Academic Profile

People Feature

Gwendolyn Sasse

Senior Research Fellow
Professor, Humboldt University, and Director of the Centre for East European and International Studies (ZOiS)

Research Interests: Post-Communist Transitions, Comparative Democratisation; Ethnic Conflicts; Minority Rights; EU Eastward Enlargement; EU Conditionality; Migration in Europe, Diaspora Politics; Contemporary Art and Politics.

Gwendolyn Sasse is currently the Director of the newly founded Centre for East European and International Studies (ZOiS) in Berlin and on secondment from Oxford. She is a Professorial Fellow at Nuffield College and Professor in Comparative Politics in the Department of Politics and International Relations and the School for Interdisciplinary Area Studies.

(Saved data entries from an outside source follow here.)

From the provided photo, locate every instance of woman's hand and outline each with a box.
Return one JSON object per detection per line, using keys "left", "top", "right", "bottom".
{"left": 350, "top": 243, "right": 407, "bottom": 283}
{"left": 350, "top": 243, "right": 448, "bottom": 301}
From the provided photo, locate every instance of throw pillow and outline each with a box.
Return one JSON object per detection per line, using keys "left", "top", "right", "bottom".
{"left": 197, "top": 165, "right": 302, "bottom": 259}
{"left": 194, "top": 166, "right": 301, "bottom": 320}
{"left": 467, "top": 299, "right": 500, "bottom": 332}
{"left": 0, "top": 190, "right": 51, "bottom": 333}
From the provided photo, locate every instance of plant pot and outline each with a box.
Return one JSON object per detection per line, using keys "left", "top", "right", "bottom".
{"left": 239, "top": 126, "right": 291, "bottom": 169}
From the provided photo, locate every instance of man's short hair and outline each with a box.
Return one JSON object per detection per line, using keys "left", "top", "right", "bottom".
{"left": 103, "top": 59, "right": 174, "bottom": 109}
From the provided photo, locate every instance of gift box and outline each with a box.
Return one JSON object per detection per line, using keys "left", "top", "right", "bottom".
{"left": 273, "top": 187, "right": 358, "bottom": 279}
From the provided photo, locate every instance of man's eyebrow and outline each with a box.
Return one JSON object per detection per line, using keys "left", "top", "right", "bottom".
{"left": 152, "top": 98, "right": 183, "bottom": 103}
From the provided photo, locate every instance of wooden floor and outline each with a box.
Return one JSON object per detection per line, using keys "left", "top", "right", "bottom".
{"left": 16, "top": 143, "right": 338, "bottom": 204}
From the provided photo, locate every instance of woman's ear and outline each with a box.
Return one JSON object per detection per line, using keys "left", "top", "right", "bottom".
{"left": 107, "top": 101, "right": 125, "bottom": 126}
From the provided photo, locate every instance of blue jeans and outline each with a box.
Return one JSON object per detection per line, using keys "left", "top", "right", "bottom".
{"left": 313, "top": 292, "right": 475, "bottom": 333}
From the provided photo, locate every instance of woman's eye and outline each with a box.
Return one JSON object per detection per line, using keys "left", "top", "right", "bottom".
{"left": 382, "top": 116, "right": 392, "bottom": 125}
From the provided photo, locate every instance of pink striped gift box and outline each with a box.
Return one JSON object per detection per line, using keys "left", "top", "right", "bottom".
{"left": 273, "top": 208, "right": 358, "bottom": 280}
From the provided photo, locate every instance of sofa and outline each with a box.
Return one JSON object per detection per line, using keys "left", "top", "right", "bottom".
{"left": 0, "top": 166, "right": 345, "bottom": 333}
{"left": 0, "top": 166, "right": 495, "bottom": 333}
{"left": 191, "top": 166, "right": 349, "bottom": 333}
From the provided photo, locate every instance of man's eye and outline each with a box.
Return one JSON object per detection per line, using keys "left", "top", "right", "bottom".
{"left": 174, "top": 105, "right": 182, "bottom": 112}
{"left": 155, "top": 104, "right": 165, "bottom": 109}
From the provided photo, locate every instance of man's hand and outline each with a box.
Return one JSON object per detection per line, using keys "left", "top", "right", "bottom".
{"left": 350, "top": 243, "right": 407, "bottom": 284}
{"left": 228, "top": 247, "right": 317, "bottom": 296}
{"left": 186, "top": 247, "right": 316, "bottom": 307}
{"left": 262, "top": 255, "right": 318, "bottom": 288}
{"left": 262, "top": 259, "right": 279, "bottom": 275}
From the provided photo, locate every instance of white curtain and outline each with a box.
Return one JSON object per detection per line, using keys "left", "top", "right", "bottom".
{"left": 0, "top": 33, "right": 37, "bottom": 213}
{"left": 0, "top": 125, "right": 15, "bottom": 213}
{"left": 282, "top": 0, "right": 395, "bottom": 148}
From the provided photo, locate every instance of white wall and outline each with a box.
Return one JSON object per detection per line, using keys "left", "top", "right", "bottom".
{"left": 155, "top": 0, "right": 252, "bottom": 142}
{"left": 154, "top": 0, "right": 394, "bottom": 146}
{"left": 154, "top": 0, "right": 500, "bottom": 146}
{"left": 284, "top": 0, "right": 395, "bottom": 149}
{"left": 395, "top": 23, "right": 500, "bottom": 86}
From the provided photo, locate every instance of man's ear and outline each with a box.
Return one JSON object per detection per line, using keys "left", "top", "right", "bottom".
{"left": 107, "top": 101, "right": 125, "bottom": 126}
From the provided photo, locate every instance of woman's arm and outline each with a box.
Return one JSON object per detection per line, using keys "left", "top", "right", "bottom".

Prior to her arrival in Oxford in 2007 she was a Senior Lecturer in the European Institute and the Department of Government at the London School of Economics. She holds a PhD in Political Science from the LSE (which was awarded the LSE Robert McKenzie Prize for the best dissertation). Her research has concentrated on different dimensions of regime change, with a particular emphasis on the post-communist region. Her book The Crimea Question: Identity, Transition, and Conflict, Cambridge, (Harvard University Press, 2007) won the Alexander Nove Prize, the Annual Book Prize awarded by the British Association for Slavonic and East European Studies. As part of a three-year project funded by the Leverhulme Trust she is currently working on the political behaviour of migrants, in particular the ‘political remittances’ migrants send ‘home’. This project combines original survey data, focus groups and interviews with contemporary migrants with an analysis of several thousand migrant letters sent from the US in the late 19th and early 20th centuries. She received an Oxford University Teaching Excellence Award in 2009.​ Since 2014 she has been a non-resident associate at the Think Tank Carnegie Europe.

She is currently completing a multi-year project funded by the Leverhulme Trust on ‘Political Remittances: Understanding the Political Impacts of Migration’ (2013-17).​ As part of this project she has conducted surveys, focus groups and individual interviews with East European migrants. She is also working with a large text corpus of historical letters sent by German immigrants to their homeland in the 19th and 20th centuries.